I have provided code for the blocks of my network. The training process is the same and have been using it for ages for any generic model so that is not the issue at all.

     def __init__(self, in_features):
        super(ResidualBlock, self).__init__()

        conv_block = [  nn.ReflectionPad2d(1),
                        nn.Conv2d(in_features, in_features, 3),
                        nn.BatchNorm2d(in_features),
                        nn.ReLU(inplace=True),
                        nn.ReflectionPad2d(1),
                        nn.Conv2d(in_features, in_features, 3),
                        nn.BatchNorm2d(in_features)  ]

        self.conv_block = nn.Sequential(*conv_block)

    def forward(self, x):
        return x + self.conv_block(x)

    class BasicConv2d(nn.Module):

      def __init__(self, in_channels: int, out_channels: int, **kwargs: Any) -> None:
        super(BasicConv2d, self).__init__()
        self.conv = nn.Conv2d(in_channels, out_channels, bias=False, **kwargs)
        self.bn = nn.BatchNorm2d(out_channels, eps=0.001)

       def forward(self, x: Tensor) -> Tensor:
        x = self.conv(x)
        x = self.bn(x)
        return F.relu(x, inplace=True)

    class PoolingBlock(nn.Module):

     def __init__(self, in_channels: int, out_channels: int, **kwargs: Any) -> None:
        super(PoolingBlock, self).__init__()
        self.conv = nn.Conv2d(in_channels, out_channels, bias=False, **kwargs)
        self.bn = nn.BatchNorm2d(out_channels)
        self.relu = nn.ReLU(inplace=True)
        self.pooling = nn.MaxPool2d(2)

     def forward(self, x: Tensor) -> Tensor:
        x = self.conv(x)
        x = self.bn(x)
        x = self.relu(x)
        return self.pooling(x)

    class CustomNet(nn.Module):
      def __init__(self):
        super(CustomNet, self).__init__()
        self.conv1 = BasicConv2d(1, 32, kernel_size=(3,3), padding=(3,3))
        self.conv2 = BasicConv2d(32, 64, kernel_size=(3,3))
        self.conv3 = BasicConv2d(64, 128, kernel_size=(3,3))
        self.conv4 = BasicConv2d(128, 256, kernel_size=(3,3))
        self.conv5 = BasicConv2d(256, 256, kernel_size=(3,3))
        # self.conv6 = BasicConv2d(512, 512, kernel_size=(3,3))
        # residuals
        sequence = [ResidualBlock(256)]
        for _ in range (2):
            sequence += [ResidualBlock(256)]
        self.residuals = nn.Sequential(*sequence)
        # pooling layers
        nfc = 256
        pooling = [PoolingBlock(nfc, nfc // 2, kernel_size=(1, 1))]
        for _ in range (6):
            print(nfc)
            nfc = nfc // 2
            pooling += [PoolingBlock(nfc, nfc // 2, kernel_size=(1, 1))]
        self.pool = nn.Sequential(*pooling)
        self.fc = nn.Conv2d(2, 1, kernel_size=(1, 1), bias=False)


      def forward(self, x):
        x = self.conv1(x)
        x = self.conv2(x)
        x = self.conv3(x)
        x = self.conv4(x)
        x = self.conv5(x)
        # x = self.conv6(x)
        x = self.residuals(x)
        x = self.pool(x)
        x = self.fc(x)
        return x
type or paste code here

The input to the network is 16 x 1 x 256 x 256

The memory problem occurs on the very first iteration once it hits the very first residual forward pass.

Model looks ok overall
I would run torchinfo to estimate number of parameters and model size first

forward pass
I use torchsummary with summary(model, (1, 256, 256))

6.6Gb is a big one.
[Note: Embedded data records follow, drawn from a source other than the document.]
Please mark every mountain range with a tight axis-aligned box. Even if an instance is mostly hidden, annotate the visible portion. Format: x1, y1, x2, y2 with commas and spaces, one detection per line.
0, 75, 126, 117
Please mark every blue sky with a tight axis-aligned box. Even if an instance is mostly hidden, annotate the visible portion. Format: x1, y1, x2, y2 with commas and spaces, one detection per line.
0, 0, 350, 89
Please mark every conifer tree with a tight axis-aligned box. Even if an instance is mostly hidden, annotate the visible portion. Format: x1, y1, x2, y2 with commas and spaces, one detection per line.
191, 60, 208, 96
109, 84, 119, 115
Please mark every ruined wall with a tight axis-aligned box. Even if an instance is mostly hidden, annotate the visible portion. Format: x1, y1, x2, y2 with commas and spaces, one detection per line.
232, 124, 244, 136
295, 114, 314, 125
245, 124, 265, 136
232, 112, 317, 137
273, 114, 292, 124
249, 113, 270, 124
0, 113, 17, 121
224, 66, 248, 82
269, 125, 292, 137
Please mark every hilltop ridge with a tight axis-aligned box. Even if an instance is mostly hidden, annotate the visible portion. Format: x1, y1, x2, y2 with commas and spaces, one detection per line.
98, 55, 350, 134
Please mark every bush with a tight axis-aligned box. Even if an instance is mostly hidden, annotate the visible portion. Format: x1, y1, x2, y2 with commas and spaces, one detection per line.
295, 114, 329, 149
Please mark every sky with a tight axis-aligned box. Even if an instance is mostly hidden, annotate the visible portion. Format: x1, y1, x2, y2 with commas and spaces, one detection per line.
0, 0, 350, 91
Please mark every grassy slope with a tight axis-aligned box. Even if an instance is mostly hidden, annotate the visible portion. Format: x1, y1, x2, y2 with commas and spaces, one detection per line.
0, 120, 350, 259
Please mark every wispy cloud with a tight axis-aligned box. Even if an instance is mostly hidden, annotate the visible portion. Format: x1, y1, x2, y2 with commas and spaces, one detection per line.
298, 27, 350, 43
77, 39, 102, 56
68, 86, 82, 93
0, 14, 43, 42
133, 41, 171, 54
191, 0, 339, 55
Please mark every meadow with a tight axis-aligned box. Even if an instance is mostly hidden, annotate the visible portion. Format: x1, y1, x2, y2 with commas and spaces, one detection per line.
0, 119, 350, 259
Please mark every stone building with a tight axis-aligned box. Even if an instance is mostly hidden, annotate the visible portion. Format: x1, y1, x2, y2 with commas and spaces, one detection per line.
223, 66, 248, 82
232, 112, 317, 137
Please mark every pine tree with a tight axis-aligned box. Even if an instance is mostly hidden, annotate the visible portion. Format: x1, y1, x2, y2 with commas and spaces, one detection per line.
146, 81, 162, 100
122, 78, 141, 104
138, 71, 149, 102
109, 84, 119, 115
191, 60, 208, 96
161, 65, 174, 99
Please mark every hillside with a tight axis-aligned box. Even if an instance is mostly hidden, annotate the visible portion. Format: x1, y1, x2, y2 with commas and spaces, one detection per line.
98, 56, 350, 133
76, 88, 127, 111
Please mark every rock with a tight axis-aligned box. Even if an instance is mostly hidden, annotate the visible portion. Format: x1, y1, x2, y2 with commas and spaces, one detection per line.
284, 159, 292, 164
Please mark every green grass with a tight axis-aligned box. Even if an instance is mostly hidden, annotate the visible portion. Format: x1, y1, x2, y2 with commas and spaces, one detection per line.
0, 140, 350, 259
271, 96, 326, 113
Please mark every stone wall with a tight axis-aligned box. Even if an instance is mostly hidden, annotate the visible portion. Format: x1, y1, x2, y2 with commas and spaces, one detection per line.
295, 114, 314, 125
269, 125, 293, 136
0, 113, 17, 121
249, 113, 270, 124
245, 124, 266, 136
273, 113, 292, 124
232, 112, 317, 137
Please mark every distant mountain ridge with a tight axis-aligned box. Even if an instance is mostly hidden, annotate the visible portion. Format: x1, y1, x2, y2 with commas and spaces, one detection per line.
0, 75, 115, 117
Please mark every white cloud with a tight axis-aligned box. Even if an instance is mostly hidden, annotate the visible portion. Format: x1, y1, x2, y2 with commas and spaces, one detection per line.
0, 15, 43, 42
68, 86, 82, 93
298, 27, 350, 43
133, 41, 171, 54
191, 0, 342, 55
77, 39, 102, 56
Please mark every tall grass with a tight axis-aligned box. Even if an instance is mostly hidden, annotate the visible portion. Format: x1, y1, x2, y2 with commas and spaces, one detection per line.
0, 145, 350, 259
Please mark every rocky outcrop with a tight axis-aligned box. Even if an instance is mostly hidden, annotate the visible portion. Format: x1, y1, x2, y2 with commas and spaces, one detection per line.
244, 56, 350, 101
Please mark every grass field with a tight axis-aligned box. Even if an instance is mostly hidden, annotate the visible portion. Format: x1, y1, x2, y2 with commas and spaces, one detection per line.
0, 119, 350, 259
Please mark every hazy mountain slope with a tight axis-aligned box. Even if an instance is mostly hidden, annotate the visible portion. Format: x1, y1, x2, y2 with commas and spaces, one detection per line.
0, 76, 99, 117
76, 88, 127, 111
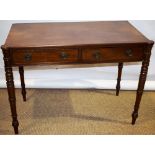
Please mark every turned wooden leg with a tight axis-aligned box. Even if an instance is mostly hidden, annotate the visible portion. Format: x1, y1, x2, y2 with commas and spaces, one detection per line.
19, 66, 26, 101
132, 46, 152, 125
2, 47, 19, 134
116, 63, 123, 96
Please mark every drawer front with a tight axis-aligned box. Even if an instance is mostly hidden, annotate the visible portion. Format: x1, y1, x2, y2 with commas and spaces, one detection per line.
82, 47, 143, 63
12, 49, 78, 65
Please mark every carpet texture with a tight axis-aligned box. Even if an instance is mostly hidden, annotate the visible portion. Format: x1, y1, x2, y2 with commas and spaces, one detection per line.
0, 89, 155, 135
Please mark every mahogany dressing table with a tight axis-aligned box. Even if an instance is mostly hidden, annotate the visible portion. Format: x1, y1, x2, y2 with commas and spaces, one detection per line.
1, 21, 154, 134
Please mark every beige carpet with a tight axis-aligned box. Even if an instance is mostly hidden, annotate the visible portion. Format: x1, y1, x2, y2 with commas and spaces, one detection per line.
0, 89, 155, 135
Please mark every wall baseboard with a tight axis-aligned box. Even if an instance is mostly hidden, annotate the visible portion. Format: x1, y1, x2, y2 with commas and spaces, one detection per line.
0, 79, 155, 90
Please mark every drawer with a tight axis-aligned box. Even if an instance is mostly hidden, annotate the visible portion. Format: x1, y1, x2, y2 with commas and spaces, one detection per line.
82, 47, 143, 63
12, 49, 78, 65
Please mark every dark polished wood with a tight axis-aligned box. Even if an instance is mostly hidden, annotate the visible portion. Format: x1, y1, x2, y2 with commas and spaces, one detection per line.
116, 62, 123, 96
132, 44, 153, 125
2, 46, 19, 134
19, 66, 26, 101
2, 21, 154, 133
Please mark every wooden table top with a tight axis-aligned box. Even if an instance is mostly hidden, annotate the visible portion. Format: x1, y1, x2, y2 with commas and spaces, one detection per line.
5, 21, 150, 48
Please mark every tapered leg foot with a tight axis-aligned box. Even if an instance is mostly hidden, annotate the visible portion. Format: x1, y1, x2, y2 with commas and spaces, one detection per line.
131, 112, 138, 125
19, 66, 26, 101
132, 45, 152, 125
116, 63, 123, 96
12, 120, 19, 134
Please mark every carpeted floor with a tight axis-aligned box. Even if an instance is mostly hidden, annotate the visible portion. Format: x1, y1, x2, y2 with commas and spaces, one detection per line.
0, 89, 155, 135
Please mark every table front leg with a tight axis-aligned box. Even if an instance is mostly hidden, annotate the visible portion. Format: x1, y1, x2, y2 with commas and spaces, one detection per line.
2, 47, 19, 134
19, 66, 26, 101
132, 46, 152, 125
5, 67, 19, 134
116, 63, 123, 96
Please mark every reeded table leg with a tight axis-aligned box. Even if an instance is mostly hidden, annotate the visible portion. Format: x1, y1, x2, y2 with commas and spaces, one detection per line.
116, 63, 123, 96
132, 45, 152, 125
2, 47, 19, 134
19, 66, 26, 101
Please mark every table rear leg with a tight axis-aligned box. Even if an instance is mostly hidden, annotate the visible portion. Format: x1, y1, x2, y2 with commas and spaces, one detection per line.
132, 44, 153, 125
19, 66, 26, 101
116, 62, 123, 96
2, 46, 19, 134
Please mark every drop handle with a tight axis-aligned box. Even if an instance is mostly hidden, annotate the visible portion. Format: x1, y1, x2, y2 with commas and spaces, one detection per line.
24, 53, 32, 61
60, 52, 69, 59
125, 49, 133, 57
93, 51, 102, 60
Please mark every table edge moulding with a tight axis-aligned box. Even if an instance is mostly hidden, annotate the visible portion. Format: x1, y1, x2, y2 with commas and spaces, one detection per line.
1, 21, 154, 134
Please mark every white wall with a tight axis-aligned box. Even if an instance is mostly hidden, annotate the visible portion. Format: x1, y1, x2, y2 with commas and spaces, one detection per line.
0, 21, 155, 90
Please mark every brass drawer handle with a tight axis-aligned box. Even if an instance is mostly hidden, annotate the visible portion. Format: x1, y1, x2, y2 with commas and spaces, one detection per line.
125, 49, 133, 57
24, 53, 32, 61
93, 51, 102, 60
60, 52, 69, 60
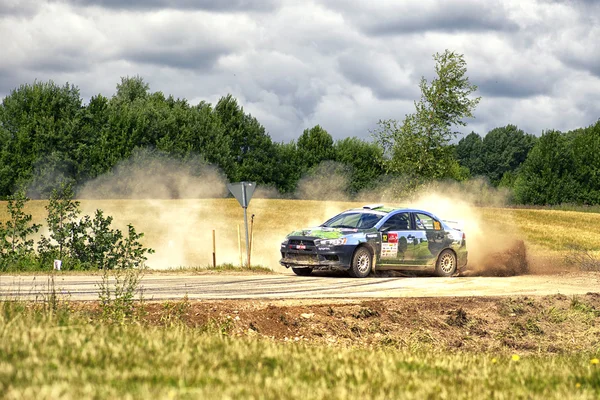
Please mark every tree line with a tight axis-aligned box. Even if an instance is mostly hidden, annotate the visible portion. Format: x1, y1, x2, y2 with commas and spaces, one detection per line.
0, 50, 600, 205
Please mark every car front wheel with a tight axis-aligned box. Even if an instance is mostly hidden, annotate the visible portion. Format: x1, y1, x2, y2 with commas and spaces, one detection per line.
348, 247, 373, 278
435, 249, 457, 276
292, 268, 312, 276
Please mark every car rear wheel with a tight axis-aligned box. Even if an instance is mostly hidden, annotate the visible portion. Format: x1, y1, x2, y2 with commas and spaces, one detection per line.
435, 249, 457, 276
348, 247, 373, 278
292, 268, 312, 276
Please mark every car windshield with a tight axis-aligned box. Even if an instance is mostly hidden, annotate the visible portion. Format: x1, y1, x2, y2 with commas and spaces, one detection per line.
321, 211, 383, 229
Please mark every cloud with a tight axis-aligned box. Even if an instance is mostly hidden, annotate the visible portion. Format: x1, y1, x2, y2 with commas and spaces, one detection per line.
329, 0, 518, 35
0, 0, 600, 141
68, 0, 278, 12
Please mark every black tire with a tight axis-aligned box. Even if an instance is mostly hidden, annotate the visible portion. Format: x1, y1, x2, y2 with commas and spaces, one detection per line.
435, 249, 458, 276
348, 246, 373, 278
292, 268, 312, 276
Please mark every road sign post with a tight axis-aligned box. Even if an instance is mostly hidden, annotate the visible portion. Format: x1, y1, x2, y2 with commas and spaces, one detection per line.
227, 182, 256, 268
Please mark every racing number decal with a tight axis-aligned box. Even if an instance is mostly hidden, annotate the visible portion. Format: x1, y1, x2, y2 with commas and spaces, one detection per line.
381, 233, 398, 258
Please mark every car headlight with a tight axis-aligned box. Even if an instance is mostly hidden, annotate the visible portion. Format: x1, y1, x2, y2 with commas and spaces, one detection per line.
315, 238, 348, 246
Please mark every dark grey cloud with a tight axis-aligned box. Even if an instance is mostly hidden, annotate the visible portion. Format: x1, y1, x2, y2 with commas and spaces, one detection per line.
66, 0, 279, 12
126, 47, 227, 72
329, 0, 519, 35
477, 76, 553, 99
0, 0, 40, 19
0, 0, 600, 141
338, 53, 418, 100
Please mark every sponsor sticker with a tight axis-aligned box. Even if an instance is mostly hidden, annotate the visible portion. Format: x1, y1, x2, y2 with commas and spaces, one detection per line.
381, 233, 398, 243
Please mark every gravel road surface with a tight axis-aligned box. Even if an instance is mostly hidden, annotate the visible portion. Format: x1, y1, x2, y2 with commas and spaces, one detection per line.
0, 272, 600, 300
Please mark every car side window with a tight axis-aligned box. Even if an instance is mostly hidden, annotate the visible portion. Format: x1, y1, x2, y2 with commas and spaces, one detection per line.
381, 213, 410, 232
415, 213, 442, 231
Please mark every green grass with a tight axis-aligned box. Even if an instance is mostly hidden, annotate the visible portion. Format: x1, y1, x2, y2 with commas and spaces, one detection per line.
0, 302, 600, 399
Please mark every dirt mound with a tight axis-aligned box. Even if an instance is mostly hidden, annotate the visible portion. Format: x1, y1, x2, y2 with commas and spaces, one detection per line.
465, 240, 529, 276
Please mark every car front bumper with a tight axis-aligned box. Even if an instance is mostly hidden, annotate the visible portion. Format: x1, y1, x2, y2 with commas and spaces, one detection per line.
279, 240, 356, 271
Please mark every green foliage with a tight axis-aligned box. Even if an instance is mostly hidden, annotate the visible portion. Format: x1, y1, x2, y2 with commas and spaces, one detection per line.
215, 95, 276, 183
333, 138, 384, 194
374, 50, 479, 185
456, 125, 536, 187
298, 125, 334, 171
98, 267, 145, 324
0, 189, 40, 270
0, 81, 82, 197
514, 131, 579, 205
43, 183, 81, 260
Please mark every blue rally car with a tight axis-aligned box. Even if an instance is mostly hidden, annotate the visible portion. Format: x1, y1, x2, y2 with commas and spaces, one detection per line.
279, 204, 467, 278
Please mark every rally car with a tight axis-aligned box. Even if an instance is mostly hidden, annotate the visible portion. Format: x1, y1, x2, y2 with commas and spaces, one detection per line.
279, 204, 467, 278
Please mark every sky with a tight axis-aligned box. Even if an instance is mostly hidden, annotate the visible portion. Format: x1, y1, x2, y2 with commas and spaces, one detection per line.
0, 0, 600, 142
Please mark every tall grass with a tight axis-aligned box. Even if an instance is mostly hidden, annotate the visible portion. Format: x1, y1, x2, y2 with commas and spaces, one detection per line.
0, 198, 600, 271
0, 302, 600, 399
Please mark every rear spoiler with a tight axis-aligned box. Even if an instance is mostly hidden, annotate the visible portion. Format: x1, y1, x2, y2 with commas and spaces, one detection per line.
442, 219, 465, 231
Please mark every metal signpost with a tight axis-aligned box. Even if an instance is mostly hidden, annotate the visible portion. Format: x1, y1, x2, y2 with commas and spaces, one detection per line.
227, 182, 256, 268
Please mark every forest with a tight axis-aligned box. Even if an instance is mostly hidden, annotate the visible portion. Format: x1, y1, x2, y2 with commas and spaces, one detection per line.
0, 51, 600, 205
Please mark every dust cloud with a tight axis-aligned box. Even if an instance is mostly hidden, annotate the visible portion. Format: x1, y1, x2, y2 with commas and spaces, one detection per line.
410, 179, 530, 276
77, 150, 227, 199
76, 150, 237, 268
293, 161, 350, 201
71, 151, 556, 275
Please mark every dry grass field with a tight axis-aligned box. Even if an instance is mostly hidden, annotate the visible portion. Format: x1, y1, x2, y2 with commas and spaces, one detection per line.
0, 197, 600, 271
0, 198, 600, 400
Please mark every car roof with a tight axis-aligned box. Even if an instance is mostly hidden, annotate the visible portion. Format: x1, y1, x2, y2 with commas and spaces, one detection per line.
347, 204, 433, 215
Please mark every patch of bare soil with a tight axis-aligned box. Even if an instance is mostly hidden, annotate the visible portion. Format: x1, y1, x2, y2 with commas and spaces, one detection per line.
465, 240, 529, 276
136, 293, 600, 353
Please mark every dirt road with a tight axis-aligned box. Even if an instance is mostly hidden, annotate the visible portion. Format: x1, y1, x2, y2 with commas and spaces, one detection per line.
0, 272, 600, 300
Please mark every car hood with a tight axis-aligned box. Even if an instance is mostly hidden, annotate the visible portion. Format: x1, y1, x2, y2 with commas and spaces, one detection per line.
287, 226, 358, 239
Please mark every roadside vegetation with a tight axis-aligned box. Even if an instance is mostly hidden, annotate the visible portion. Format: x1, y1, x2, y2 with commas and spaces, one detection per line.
0, 185, 154, 272
0, 296, 600, 399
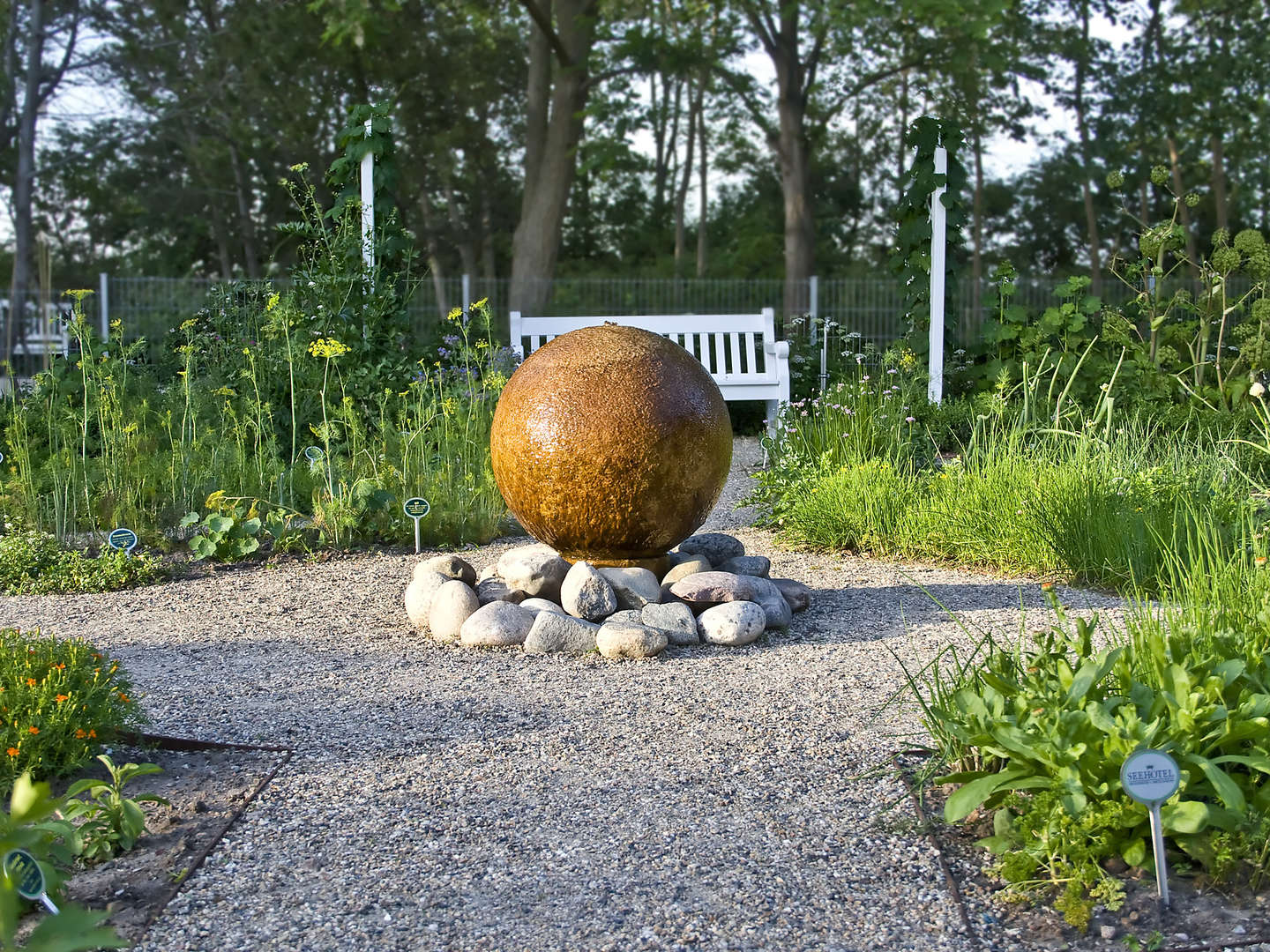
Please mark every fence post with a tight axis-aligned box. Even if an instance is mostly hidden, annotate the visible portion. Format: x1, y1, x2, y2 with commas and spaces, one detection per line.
96, 271, 110, 343
927, 146, 949, 404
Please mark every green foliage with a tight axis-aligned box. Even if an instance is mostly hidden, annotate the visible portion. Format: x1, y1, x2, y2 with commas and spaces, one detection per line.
63, 754, 168, 863
0, 529, 168, 595
0, 628, 145, 791
0, 773, 128, 952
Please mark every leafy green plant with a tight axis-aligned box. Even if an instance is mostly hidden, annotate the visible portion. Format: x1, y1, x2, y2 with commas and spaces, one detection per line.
61, 754, 168, 863
0, 773, 128, 952
0, 529, 168, 595
0, 628, 145, 791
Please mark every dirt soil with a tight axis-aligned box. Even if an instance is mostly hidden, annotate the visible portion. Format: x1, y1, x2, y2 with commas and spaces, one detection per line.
28, 747, 287, 943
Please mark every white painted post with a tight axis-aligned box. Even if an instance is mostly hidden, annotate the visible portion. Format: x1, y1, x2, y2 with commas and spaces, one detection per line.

During training, because of additional space required for graph, it’ll need much more than 11gb you have.

I would try to call model.float() before torchinfo() in case model is using float64.

I did model.float() and then torchinfo and i get the same size for forward pass

not really much I can help you with except just noticed,
you do 5 non-strided convolutions in the beginning and residuals get 1x256x256x256, but that’s a lot. For example all basic ResNet models have stride 2 @ 7x7 conv, followed by maxpool 2 exactly for this reason - too much memory consumption. ResNets convert 3x224x224 to 64x56x56 before first residual block.